Sol-Dickstein used the principles of diffusion to develop a generative modeling algorithm. The idea is simple: the algorithm first turns the complex images in the training data into simple noise — much like a drop of ink turns into diffuse blue water — and then teaches the system how to reverse the process, turning the noise into images.
Here’s how it works: First, the algorithm takes an image from the training set. As before, let’s assume that each of the million pixels has some value, and we can represent the image as a point in a million space. The algorithm adds some noise to each pixel at each time step, which is equivalent to ink diffusion after one small time step. As this process continues, the pixel values are less and less related to their values in the original image, and the pixels are more like a simple distribution of noise. (The algorithm also slightly shifts the value of each pixel toward the origin, zero on all of these axes, at each time step. This shift prevents the pixel values from growing too high for computers to easily work with.)
Do this for all the images in the dataset, and the initial complex distribution of points in million-dimensional space (which cannot be easily described and sampled) turns into a simple, normal distribution of points around the origin.
“The sequence of transformations turns your data distribution into just a big noise ball very slowly,” Sol-Dickstein said. This “direct process” leaves you with a distribution that you can easily sample from.
Next comes the machine learning part: give the neural network the noisy forward pass images and train it to predict less noisy images one step earlier. It will make mistakes at first, so you tweak your network settings to make it work better. Eventually, the neural network can reliably turn a noisy image representing a sample from a simple distribution into an image representing a sample from a complex distribution.
The trained network is a complete generative model. Now you don’t even need the original image for the forward pass: you have the complete mathematical description of the simple distribution, so you can sample it directly. The neural network can turn this sample—essentially just a static one—into a final image that resembles the image in the training dataset.

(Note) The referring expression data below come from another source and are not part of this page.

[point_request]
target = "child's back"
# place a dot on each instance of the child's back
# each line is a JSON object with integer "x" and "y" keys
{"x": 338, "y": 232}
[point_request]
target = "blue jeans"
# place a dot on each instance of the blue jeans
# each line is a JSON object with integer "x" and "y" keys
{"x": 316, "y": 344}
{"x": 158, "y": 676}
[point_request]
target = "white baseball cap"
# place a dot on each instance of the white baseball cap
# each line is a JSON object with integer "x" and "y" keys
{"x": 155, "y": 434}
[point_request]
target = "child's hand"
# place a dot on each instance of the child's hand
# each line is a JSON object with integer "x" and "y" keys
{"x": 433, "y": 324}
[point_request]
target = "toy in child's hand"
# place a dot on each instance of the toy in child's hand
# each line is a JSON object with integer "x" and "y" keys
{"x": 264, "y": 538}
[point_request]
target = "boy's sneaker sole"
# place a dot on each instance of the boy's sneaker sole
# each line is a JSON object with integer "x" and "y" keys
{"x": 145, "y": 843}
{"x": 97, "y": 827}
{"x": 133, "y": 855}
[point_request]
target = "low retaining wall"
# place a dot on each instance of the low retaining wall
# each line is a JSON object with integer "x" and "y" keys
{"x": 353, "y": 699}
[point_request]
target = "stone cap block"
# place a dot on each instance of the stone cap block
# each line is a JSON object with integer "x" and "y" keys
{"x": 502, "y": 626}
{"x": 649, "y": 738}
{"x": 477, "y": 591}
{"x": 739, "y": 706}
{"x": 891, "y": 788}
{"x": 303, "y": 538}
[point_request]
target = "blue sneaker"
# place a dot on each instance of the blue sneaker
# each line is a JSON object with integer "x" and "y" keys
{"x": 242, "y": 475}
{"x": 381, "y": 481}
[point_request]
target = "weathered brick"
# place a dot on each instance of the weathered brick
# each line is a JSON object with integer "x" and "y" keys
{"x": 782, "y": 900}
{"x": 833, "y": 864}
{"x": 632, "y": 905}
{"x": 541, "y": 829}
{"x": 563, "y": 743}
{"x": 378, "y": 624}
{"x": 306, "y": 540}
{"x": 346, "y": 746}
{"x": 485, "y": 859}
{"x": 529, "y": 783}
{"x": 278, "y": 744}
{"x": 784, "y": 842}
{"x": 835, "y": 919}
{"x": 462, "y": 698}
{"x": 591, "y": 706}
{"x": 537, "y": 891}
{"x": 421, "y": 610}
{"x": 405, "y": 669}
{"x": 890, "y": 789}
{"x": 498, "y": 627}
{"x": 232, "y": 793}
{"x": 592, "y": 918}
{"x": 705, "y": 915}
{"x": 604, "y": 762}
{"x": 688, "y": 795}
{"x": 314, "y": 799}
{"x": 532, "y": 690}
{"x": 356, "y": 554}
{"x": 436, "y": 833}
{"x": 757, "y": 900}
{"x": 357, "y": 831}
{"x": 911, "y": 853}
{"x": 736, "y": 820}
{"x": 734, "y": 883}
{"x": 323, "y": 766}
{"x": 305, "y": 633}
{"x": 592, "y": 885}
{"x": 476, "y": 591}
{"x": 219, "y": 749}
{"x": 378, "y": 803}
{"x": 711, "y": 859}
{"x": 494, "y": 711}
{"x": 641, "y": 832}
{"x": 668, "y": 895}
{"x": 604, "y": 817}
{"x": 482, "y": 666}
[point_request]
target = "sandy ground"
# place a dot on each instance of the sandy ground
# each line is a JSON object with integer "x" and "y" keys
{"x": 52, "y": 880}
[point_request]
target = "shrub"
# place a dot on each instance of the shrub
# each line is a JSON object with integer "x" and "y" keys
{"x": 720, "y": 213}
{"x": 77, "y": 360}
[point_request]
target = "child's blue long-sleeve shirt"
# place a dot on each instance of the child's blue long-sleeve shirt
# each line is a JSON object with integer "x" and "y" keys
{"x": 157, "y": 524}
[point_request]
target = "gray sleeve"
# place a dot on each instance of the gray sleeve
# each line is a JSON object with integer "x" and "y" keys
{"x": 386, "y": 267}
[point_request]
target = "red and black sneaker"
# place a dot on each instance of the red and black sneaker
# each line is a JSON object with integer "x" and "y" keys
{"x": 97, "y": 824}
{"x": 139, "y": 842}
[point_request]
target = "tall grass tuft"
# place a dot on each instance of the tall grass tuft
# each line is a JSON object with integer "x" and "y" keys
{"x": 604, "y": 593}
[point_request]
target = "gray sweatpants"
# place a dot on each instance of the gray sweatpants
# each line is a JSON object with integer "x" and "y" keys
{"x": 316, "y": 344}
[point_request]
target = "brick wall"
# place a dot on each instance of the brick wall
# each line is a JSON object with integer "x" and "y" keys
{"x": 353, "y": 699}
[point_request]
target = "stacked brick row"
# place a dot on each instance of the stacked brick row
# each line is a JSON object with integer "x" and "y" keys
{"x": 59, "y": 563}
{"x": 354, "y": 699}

Sol-Dickstein recalls the first results of his diffusion model. “You would squint and say, ‘I think this colored blob looks like a truck,'” he said. “I’ve spent so many months of my life looking at different pixel patterns and trying to see structure that I thought, ‘This is a lot more structured than ever before.’ I was very excited.”
Foresight of the future
Sol-Dickstein published his diffusion model algorithm in 2015, but it was still far from what GANs could do. While diffusion models could sample across the entire distribution and never get stuck producing only a subset of images, the images looked worse and the process was too slow. “I don’t think it was considered exciting at the time,” Sol-Dickstein said.
It took two students, neither of whom knew either Zola-Dickstein or each other, to connect the dots from this initial work with modern distribution models such as DALL·E 2. The first was Song, then a graduate student at Stanford University. . In 2019 he and his adviser published a new method to build generative models that did not estimate the probability distribution of the data (multidimensional surface). Instead, he estimated the gradient of the distribution (think of it as the slope of a multidimensional surface).